Another Grand Tour hat-trick from Tadej Pogacar (UAE Team Emirates) saw the Slovenian extend his lead in the Tour de France after a brutal ride over the Col du Tourmalet and up to Luz Ardiden in Stage 18. An exciting finale saw Pogacar toy with his GC rivals Jonas Vingegaard and Richard Carapaz before dancing clear in the final kilometre to secure his third stage win of the race.
A carbon copy of Wednesday’s finish on the Col de Portet saw the Danish tyro Vingegaard (Jumbo-Visma) edge Ecuador’s Carapaz (Ineos Grenadiers) for second place, with Spain’s Enric Mas (Movistar) and Ireland’s Dan Martin (Israel Stand-Up Nation) completing the top five after the short but sharp 129km stage from Pau.
Back-to-back summit victories saw the 22-year-old UAE Pogacar stretch his lead to 5’45” over Vingegaard, with Carapaz a further six seconds in arrears ahead of the final GC test – Saturday’s 30km individual time trial to Saint-Emilion. A third stage win matches Pogacar’s haul from his debut Vuelta in 2019 and his debut Tour last year, while his latest display of uphill demolition saw him blast ahead of Dutchman Wout Poels (Bahrain Victorious) in the polka dot jersey king of the mountains competition.
Only an unprecedented collapse far dearer than that suffered by his compatriot Primoz Roglic last year can now deny Pogacar a second Tour de France victory this Sunday in Paris.
You can read the full report here.

Wiggins defends Pogacar

Eurosport's Bradley Wiggins believes it's up to Tadej Pogacar's rivals to 'try something new' as the Slovenian retained his Tour de France lead.
The Jumbo-Visma man retains his more than five minute lead going into the final weekend of the Tour, with Wiggins believing his opponents had it all to do.

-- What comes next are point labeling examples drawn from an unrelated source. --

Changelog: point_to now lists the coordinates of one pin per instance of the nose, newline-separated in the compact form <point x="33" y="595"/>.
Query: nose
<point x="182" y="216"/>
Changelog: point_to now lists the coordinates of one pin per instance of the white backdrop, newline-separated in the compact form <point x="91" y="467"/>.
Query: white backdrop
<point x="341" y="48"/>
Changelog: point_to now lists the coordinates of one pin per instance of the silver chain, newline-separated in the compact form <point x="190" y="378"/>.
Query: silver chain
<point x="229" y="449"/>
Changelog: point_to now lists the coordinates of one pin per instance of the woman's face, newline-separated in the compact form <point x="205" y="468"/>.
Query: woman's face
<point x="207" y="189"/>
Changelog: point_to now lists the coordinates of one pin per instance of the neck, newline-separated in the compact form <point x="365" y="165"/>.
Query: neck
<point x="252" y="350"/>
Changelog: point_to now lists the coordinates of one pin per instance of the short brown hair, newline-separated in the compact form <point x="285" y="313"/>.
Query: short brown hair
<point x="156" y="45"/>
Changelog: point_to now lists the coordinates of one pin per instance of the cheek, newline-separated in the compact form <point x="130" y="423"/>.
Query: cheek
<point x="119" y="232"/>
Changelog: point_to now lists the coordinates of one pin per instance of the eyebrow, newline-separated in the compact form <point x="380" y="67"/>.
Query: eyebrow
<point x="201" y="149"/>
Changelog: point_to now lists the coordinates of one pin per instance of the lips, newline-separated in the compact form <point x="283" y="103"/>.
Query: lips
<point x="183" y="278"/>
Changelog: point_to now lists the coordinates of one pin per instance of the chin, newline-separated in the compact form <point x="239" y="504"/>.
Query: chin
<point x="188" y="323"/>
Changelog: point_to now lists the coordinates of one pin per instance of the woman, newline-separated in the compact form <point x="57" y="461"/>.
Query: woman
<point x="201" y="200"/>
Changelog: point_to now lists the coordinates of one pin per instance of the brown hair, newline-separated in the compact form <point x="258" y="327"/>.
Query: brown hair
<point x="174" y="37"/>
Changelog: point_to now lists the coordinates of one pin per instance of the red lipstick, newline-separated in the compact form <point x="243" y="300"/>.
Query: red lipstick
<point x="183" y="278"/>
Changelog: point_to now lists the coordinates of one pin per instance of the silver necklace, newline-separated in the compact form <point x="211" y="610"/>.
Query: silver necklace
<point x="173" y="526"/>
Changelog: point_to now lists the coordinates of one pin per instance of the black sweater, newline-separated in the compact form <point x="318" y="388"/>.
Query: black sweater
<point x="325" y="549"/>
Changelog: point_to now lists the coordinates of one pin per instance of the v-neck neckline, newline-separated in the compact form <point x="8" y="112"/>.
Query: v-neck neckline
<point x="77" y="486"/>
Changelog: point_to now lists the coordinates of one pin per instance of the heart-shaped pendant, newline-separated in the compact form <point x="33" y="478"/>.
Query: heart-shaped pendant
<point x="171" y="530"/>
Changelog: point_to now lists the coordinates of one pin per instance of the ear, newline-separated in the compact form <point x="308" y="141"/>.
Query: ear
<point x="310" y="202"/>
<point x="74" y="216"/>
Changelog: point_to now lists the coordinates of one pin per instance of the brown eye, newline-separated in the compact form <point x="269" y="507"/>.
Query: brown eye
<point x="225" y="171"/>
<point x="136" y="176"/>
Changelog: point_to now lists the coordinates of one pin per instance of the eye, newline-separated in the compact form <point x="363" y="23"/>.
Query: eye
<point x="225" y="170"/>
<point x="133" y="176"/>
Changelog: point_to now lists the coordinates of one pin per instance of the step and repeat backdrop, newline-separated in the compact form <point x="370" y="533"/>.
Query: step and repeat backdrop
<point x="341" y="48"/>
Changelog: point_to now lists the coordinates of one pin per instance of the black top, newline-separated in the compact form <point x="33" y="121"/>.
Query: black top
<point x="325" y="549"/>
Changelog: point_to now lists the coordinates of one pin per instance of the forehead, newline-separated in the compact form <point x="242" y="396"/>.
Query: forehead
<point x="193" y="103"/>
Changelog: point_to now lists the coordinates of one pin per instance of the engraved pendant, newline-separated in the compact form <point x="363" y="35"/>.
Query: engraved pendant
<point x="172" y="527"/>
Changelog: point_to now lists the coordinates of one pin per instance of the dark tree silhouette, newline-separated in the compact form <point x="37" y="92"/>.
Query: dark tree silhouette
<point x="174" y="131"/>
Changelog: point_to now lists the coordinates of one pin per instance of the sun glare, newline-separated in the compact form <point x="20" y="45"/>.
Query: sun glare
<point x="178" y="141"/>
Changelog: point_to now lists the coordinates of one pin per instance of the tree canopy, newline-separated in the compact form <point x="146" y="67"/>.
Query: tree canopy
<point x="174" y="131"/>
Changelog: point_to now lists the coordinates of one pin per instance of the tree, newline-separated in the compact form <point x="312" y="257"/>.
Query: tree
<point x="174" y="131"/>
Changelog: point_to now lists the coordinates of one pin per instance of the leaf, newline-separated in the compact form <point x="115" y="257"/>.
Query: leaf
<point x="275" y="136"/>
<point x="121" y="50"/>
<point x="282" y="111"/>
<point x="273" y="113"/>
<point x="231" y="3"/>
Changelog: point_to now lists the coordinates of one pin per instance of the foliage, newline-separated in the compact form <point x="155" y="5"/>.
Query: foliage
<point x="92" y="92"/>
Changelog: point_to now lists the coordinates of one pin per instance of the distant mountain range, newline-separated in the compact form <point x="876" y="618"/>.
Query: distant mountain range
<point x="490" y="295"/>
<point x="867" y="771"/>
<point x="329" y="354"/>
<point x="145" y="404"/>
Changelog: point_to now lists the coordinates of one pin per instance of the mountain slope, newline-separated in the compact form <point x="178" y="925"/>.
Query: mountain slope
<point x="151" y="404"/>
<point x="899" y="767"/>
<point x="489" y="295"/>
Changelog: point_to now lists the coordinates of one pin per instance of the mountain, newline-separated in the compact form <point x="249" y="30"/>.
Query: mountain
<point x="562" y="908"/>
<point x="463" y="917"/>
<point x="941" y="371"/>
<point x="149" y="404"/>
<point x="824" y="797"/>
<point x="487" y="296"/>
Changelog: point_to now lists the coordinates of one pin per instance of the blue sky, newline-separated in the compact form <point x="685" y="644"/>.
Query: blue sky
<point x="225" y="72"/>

"It's hard because we've had that at the Tour de France - dominance. People don't really like seeing people win, but this kid is really young, and he's on his third Grand Tour.
"It's up to everyone else to try something new. I dont think it's Tadej Pogar'c s fault he won again today. I think we say a lack of performance in other teams and I'd have liked to see something different from other teams today.
Wiggins believed fellow Briton Mark Cavendish also had a shot at success.
"Mark Cavendish has got through the tournament more comfortably than I think he thought he would. Tomorrow is a big day for him. Will he break a tomorrow?
"I think so. I don't think another can challenge in those sprints."